Post by jamesfirecat »

Monster Party Book 1: I hunt therefore I am!

Epilogue: Back to the meaning of life!

“I am the lord of Markovia, I am the land, I am the lord of MarkovIIIIIIIIIAAAAA!” The mantra trailed off into a scream of pain as Akanga buried the scalpel deeply into the misshapen creature's... Markov's failed attempts to shapeshift away his wounds had at this point left him so misshapen by this point discerning individual body parts was a bit tricky.

“Do not worry False God, was it not you yourself who told me that no cut is more painful than the first?” Akanga ruminated before seizing another scalpel and slamming through Markov forehead hard enough to shatter the blade in the process.

Strapped to the Table of Life Frantisek Markov could not die... but oh how he could suffer.

“What a shame, it would seem that such 'wisdom' was naught but another of your lies.” Akanga reflected, a thin veneer of fake sympathy overlaying an ocean of schadenfreude.
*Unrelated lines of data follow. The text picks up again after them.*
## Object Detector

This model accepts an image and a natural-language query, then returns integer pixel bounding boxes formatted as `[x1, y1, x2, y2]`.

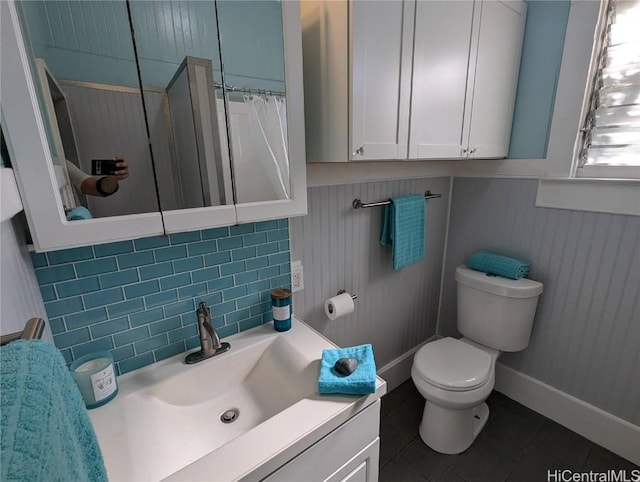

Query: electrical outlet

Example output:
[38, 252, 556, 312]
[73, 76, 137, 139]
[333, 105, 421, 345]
[291, 261, 304, 293]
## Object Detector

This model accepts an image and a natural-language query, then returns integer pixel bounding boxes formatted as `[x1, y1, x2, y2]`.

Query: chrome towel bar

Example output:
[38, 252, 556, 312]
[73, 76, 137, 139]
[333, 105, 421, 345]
[351, 191, 442, 209]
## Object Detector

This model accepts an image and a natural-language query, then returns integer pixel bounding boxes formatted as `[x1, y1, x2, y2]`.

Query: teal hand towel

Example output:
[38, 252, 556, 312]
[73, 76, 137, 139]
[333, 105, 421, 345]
[318, 344, 376, 395]
[380, 194, 427, 270]
[0, 340, 107, 482]
[467, 251, 531, 279]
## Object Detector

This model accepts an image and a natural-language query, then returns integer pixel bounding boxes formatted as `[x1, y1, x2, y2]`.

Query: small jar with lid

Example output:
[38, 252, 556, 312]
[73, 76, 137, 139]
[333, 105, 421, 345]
[271, 288, 291, 331]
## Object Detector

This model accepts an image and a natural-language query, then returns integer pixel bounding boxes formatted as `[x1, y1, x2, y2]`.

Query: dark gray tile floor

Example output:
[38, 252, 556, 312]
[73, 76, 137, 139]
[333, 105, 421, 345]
[380, 379, 638, 482]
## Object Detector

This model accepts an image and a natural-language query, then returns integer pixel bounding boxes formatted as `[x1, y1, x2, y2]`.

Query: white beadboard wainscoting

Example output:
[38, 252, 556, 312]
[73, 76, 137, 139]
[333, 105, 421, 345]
[289, 177, 451, 389]
[0, 215, 53, 341]
[438, 178, 640, 463]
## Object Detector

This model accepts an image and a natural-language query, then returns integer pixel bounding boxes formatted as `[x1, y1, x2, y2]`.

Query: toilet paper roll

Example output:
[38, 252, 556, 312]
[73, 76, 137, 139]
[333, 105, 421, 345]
[324, 293, 355, 320]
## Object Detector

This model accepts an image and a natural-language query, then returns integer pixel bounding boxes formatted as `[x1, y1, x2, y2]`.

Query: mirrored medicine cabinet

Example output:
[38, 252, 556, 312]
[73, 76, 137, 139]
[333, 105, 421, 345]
[2, 0, 306, 251]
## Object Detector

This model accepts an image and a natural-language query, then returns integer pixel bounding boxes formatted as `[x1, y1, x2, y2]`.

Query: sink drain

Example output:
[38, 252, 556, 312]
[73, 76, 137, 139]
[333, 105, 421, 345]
[220, 408, 240, 423]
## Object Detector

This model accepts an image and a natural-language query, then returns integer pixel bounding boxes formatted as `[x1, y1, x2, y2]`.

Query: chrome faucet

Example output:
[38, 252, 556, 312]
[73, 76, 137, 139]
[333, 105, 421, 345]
[184, 301, 231, 365]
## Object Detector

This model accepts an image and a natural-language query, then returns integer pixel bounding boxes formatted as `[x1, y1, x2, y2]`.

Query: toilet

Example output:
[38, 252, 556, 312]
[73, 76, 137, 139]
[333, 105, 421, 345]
[411, 266, 542, 454]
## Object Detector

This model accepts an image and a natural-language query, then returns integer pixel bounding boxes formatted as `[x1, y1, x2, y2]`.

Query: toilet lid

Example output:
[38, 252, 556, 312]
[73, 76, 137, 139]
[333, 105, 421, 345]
[413, 338, 491, 391]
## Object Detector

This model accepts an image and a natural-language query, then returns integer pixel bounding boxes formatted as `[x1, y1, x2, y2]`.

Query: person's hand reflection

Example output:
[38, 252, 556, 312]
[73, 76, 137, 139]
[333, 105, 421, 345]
[76, 157, 129, 197]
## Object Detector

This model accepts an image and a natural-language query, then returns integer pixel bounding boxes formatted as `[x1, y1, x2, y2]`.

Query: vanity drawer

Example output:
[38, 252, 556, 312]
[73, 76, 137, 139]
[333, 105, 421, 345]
[263, 400, 380, 482]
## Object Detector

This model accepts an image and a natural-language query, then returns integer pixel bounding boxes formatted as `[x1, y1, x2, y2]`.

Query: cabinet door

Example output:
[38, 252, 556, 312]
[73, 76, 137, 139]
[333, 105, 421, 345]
[469, 1, 526, 159]
[350, 0, 415, 160]
[409, 1, 474, 159]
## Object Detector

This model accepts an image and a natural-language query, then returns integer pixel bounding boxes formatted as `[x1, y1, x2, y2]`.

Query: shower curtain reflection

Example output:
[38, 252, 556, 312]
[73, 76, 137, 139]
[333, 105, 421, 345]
[230, 94, 291, 202]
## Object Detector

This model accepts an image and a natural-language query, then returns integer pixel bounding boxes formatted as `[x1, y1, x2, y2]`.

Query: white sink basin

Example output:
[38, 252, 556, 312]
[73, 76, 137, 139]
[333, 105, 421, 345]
[89, 320, 386, 481]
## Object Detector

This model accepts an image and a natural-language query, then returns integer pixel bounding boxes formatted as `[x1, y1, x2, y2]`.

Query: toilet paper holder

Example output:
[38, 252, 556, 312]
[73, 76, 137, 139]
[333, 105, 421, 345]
[338, 289, 358, 300]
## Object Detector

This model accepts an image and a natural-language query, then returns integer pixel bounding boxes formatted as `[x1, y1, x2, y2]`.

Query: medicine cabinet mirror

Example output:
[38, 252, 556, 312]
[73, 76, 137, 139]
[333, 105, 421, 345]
[16, 1, 159, 217]
[2, 0, 306, 250]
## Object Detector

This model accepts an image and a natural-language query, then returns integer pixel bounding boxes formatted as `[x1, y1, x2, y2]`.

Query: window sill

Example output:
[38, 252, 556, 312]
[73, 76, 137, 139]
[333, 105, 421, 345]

Before continuing with his 'experiments' the new ruler of Markovia turned his attention to the other occupant of the room.

“You disprove?” He inquired given Alexander's painfully neutral expression.

“The Mists crave suffering, but not always of the virtuous. You will hear no argument from me that Markov hasn't earned his fate.” Alexander promised.

“A wise choice. This island has seen enough bloodshed for one day. All the same, it is also to small for a pair of Alphas of our stature to share it. We were united against the False God, but sooner or later we will come to strife, it is only a matter of time.” Akanga predicted a touch morosely.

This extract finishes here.